Adaptive Q control for Tapping-mode Nano-scanning Using a Piezo-actuated Bimorph Probe

TL;DR

This paper introduces Adaptive Q-control for tapping-mode AFM, enabling real-time adjustment of the probe's Q-factor to optimize scan speed and force reduction simultaneously, demonstrated through experimental comparisons.

Contribution

The paper presents a novel adaptive Q-control method that dynamically adjusts the Q-factor during AFM scanning, improving performance over standard methods.

Findings

Adaptive Q-control outperforms standard Q-control and no Q-control in experiments.

Real-time Q-factor adjustment enhances scan speed and reduces tapping forces.

Experimental results validate the effectiveness of the proposed adaptive approach.

Abstract

A new approach, called Adaptive Q-control, for tapping-mode Atomic Force Microscopy (AFM) is introduced and implemented on a home-made AFM set-up utilizing a Laser Doppler Vibrometer (LDV) and a piezo-actuated bimorph probe. In the standard Q-control, the effective Q-factor of the scanning probe is adjusted prior to the scanning depending on the application. However, there is a trade-off in setting the effective Q-factor of an AFM probe. The Q-factor is either increased to reduce the tapping forces or decreased to increase the maximum achievable scan speed. Realizing these two benefits simultaneously using the standard Q-control is not possible. In adaptive Q-control, the Q-factor of the probe is set to an initial value as in standard Q-control, but then modified on the fly during scanning when necessary to achieve this goal.

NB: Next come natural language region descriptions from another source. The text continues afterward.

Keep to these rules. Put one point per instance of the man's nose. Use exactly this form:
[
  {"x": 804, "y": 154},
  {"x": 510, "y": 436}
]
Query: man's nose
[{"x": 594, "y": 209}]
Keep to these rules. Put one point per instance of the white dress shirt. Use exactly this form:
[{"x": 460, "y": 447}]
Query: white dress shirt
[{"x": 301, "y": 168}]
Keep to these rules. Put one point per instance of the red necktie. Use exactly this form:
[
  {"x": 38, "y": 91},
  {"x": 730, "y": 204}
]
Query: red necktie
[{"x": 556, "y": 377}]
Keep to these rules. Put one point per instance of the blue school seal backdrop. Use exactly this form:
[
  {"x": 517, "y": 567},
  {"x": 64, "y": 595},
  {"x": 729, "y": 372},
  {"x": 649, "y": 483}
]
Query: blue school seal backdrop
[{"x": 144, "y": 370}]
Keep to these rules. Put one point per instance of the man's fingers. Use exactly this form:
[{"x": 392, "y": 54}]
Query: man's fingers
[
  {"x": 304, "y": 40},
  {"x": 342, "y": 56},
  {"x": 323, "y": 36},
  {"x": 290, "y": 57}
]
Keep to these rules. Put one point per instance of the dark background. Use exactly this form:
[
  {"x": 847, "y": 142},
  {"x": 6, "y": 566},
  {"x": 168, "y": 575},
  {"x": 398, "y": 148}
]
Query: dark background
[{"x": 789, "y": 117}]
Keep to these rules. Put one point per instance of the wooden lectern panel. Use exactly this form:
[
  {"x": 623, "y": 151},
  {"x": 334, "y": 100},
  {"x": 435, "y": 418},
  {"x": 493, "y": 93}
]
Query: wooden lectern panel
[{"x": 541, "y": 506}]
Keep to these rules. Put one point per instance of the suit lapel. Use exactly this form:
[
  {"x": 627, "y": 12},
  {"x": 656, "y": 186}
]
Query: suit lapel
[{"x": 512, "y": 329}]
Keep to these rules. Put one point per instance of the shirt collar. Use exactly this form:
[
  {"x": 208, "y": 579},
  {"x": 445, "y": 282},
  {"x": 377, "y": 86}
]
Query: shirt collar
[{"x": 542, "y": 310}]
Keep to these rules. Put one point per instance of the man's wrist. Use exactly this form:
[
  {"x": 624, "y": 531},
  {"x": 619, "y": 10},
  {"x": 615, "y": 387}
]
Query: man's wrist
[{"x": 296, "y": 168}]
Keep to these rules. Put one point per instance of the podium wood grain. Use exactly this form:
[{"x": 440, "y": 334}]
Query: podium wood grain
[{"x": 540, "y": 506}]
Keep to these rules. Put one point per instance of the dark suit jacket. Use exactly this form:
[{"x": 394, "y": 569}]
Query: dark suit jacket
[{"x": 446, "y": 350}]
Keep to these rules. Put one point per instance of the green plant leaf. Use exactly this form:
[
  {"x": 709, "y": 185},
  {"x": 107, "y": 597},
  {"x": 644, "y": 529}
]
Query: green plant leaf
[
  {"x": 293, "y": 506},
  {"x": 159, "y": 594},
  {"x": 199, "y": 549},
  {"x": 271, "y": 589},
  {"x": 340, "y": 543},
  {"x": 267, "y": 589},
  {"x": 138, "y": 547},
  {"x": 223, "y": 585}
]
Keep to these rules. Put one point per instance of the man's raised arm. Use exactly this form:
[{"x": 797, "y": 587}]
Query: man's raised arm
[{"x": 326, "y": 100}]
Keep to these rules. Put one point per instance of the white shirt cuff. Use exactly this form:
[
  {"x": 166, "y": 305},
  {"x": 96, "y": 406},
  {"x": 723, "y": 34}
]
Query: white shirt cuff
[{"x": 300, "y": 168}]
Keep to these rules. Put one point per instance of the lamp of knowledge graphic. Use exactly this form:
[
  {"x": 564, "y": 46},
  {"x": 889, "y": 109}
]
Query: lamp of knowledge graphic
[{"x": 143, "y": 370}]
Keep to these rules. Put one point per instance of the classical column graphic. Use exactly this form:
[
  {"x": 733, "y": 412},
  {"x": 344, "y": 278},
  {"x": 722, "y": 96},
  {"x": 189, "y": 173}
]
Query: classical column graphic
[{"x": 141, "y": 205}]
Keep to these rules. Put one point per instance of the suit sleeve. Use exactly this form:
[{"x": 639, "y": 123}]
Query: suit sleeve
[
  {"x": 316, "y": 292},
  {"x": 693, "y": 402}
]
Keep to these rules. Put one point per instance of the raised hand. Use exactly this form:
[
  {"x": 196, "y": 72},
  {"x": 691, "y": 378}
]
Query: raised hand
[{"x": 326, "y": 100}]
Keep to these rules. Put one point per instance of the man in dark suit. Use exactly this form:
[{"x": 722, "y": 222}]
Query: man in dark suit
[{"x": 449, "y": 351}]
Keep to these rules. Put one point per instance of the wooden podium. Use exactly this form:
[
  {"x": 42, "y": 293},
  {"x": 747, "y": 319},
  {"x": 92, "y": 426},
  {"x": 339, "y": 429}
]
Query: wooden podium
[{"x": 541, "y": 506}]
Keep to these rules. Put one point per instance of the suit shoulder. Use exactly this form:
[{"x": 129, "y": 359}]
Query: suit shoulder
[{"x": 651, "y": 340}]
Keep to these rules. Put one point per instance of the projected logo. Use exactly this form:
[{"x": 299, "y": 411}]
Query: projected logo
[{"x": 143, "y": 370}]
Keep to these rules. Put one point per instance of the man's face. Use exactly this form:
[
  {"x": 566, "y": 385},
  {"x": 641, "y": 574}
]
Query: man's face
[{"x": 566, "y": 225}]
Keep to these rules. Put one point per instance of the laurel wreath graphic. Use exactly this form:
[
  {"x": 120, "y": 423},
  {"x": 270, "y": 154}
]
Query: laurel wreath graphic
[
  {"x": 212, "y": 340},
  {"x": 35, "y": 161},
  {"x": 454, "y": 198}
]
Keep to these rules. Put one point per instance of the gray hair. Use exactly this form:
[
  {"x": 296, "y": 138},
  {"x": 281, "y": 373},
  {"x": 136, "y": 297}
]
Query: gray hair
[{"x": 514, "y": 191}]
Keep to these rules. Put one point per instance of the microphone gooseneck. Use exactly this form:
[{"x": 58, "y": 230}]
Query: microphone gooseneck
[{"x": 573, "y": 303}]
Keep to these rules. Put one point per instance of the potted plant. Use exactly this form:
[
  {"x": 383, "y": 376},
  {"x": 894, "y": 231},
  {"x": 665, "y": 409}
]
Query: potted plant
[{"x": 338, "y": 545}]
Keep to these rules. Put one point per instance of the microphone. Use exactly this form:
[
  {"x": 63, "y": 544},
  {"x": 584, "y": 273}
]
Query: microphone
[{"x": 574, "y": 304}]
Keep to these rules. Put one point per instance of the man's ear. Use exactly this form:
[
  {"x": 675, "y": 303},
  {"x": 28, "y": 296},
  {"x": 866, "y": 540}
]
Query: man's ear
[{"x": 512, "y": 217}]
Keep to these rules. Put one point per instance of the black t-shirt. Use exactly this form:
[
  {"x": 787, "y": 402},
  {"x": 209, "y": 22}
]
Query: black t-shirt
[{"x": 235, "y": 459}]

In this paper, we present the basic theory behind the adaptive Q-control, the electronics enabling the on-line modification of the probe's effective Q-factor, and the results of the experiments comparing three different methods: scanning a) without Q-control, b) with the standard Q-control, and c) with the adaptive Q-control. The results show that the performance of the adaptive Q-control is superior to the other two methods.